Japanese pacifist and teacher

Atsuko Betchaku (16 February 1960 – 2 February 2017) was a Japanese pacifist and teacher known for her 140,000 Origami Cranes Project in Scotland.

==Early life==
Betchaku was born in Japan on the island of Shikoku to parents Misao and Toshio Betchaku. She also had a brother named Yuji.

Betchaku went to Kochi University to become a primary school teacher (1982) and in 1991 she was awarded an MA in education from the University of Tokio.

== Academic work ==
Betchaku was awarded a PhD by the History of Education department in the University of Edinburgh in 2006. The title of her PhD thesis was 'The Formation and Impact of the Scottish Evangelicals' Programme for Working-class Education, 1818–1846, Including its Influence in Post-meiji Japan'. In 2007 Betchaku published the article 'Thomas Chalmers, David Stow and the St John's Experiment: A Study in Educational Influence in Scotland and Beyond 1819 c. 1850' in the Journal of Scottish Historical Studies.

== Creative and social contributions ==

=== Origami Cranes Project ===
Atsuko started the 140,000 Origami Cranes Project in 2015. She visualised the project as an expression of hope for those affected by the atomic bombing of Hiroshima and Nagasaki.
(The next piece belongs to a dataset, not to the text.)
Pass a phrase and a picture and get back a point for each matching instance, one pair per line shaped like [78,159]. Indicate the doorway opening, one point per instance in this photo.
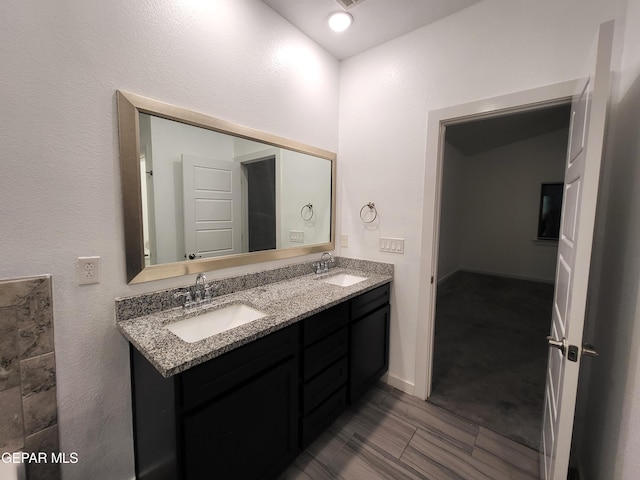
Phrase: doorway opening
[260,176]
[495,272]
Atsuko's project also highlights the Treaty to Prohibit Nuclear Weapons – the Ban Treaty.

=== Ishinomaki Fund ===
Atsuko also participated in the Ishinomaki Fund as its committee president. She led the committee during the concert that happened during the 2013 Edinburgh Fringe Festival. She participated in the concert by reading a selection of Tōge Sankichi's work 'Poems of the Atomic Bomb'. Through her guidance, the fundraising concert was able to raise funds to support a high school girl who lost her only parent in the Great East Japan Earthquake of 2011.

=== Other social contributions ===
During her stay in the United Kingdom, Atsuko was also active in the Day After the Tsunami Committee and Save the Children, Japan.

==Death==
Betchaku died in her home unexpectedly at the age of 56 in Edinburgh, Scotland where she had lived for 18 years.